The configuration option is by default set to false.
This PR is the follow-up of discussion in #10179 and in #11219
@rodmeneses , @pvary please have a look at this PR. In the change, I added the configuration option that we talked about. I also added the documentation. In the docs I showed differences between the interfaces that I found while working on unifying the unit tests for both sinks.
This is still a draft, as I have no idea how to show in unit tests, that this configuration option does anything 😅. I've only checked in the debugger that the code is entering the correct code blocks. I could add a test on IcebergTableSink.getSinkRuntimeProvider level that would check which implementation is chosen but that doesn't seem like a good idea.
Do you know of any differences in the behaviour of these sinks that I could show in the test? I see that there are plans to add small file compaction in SinkV2 based implementation. Perhaps we should add this test when this feature will be available. WDYT?
This is still a draft, as I have no idea how to show in unit tests, that this configuration option does anything 😅. I've only checked in the debugger that the code is entering the correct code blocks. I could add a test on
IcebergTableSink.getSinkRuntimeProviderlevel that would check which implementation is chosen but that doesn't seem like a good idea.
I found out the way to verify if the correct API used. I added the test. This change is ready for review.
@rodmeneses, @stevenzwu: Please review the PR. Especially the documentation part.
@rodmeneses @pvary I've done all fixes that were discussed in comments. Can we move forward with this change? Do we need more eyes to take a look at the docs part? @stevenzwu can you take a look?
This pull request has been marked as stale due to 30 days of inactivity. It will be closed in 1 week if no further activity occurs. If you think that’s incorrect or this pull request requires a review, please simply write any comment. If closed, you can revive the PR at any time and @mention a reviewer or discuss it on the [email protected] list. Thank you for your contributions.
Hi @arkadius is this still needed/relevant ? please advise, as it will be closed due to inactivity soon cc @pvary
I think that this option would benefit this project in a good transitional migration to the new interface in Table API / Flink SQL. What is the alternative plan for the migration between the old implementation and the new one?
We definitely need this. @arkadius: Could you please make sure the tests are run? Just change the commit message of the last commit and force push the branch, or something?

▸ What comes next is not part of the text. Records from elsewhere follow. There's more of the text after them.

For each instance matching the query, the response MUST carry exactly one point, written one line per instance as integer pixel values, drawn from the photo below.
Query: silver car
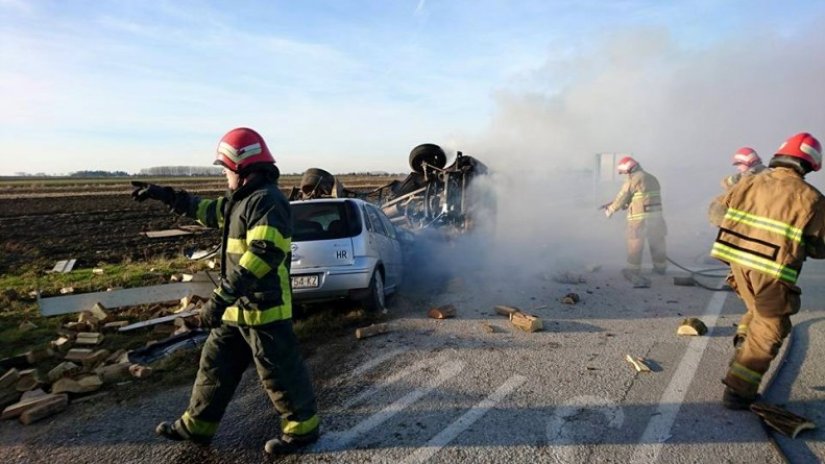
(344, 248)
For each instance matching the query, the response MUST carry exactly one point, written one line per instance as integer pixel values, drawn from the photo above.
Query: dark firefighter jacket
(772, 223)
(255, 257)
(642, 197)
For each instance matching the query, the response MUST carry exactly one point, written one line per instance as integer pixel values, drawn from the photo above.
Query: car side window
(367, 220)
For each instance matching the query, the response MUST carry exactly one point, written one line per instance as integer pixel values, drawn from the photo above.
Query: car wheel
(375, 300)
(429, 153)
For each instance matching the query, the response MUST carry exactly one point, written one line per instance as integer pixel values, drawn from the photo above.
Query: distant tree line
(99, 174)
(182, 171)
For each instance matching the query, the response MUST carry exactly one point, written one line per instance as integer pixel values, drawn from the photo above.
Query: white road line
(337, 441)
(392, 379)
(658, 429)
(367, 366)
(465, 421)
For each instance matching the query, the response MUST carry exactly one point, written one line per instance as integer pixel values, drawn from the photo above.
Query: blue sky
(353, 86)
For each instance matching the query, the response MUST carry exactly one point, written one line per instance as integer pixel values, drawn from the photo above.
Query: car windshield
(324, 221)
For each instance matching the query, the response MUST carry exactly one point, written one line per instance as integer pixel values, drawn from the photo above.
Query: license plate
(307, 281)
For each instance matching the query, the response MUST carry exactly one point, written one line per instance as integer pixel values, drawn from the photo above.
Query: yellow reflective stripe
(757, 263)
(650, 194)
(254, 264)
(745, 374)
(236, 246)
(768, 224)
(198, 427)
(300, 428)
(253, 317)
(268, 234)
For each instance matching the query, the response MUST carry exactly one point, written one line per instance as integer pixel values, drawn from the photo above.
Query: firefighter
(747, 163)
(250, 312)
(773, 222)
(642, 198)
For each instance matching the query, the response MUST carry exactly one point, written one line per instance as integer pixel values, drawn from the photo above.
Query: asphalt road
(450, 392)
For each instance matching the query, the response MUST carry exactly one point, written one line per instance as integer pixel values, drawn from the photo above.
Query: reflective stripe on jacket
(255, 257)
(640, 195)
(772, 223)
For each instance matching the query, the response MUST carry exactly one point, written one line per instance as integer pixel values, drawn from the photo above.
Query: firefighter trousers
(765, 325)
(226, 355)
(652, 230)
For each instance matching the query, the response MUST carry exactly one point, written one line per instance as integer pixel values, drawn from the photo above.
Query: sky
(528, 86)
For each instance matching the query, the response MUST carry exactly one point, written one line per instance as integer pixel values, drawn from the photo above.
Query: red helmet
(241, 148)
(803, 146)
(746, 156)
(626, 165)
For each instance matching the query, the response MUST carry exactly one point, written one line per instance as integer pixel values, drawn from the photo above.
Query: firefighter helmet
(627, 165)
(241, 148)
(805, 147)
(746, 156)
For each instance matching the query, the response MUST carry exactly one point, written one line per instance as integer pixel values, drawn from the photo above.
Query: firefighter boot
(177, 431)
(287, 443)
(735, 401)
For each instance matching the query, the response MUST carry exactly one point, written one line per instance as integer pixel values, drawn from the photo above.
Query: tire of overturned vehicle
(429, 153)
(317, 181)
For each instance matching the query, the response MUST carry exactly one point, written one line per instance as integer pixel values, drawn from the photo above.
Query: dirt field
(98, 222)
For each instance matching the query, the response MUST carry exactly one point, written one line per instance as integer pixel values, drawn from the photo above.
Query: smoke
(680, 112)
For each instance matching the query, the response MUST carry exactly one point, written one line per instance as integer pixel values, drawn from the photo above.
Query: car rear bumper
(333, 283)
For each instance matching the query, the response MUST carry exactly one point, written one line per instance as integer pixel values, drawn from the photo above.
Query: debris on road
(638, 363)
(375, 329)
(570, 298)
(692, 326)
(442, 312)
(567, 277)
(684, 281)
(781, 420)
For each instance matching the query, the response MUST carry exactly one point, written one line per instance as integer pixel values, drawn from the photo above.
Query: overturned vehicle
(433, 195)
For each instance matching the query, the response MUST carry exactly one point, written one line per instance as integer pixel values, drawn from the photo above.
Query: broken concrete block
(505, 310)
(526, 322)
(48, 407)
(638, 363)
(692, 326)
(114, 373)
(99, 312)
(89, 338)
(570, 298)
(66, 368)
(442, 312)
(114, 325)
(38, 355)
(140, 372)
(25, 326)
(16, 409)
(375, 329)
(78, 354)
(9, 379)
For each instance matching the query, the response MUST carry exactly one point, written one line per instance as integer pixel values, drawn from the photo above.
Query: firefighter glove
(211, 313)
(142, 190)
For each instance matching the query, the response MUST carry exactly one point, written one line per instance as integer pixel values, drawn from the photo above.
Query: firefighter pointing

@arkadius: Could you please make sure the tests are run? Just change the commit message of the last commit and force push the branch, or something?
Sure, I rebased the branch to main to make sure that all tests will be run on the state that will be present after merge
Thanks for the PR @arkadius and @rodmeneses for the review!
@arkadius: Could you please backport the change to the relevant older Flink branches?
@arkadius: Could you please backport the change to the relevant older Flink branches?
Sure, here is backport for Flink 1.19: #11665 The SinkV2 API was added in Flink 1.19 so it is only relevant for this version.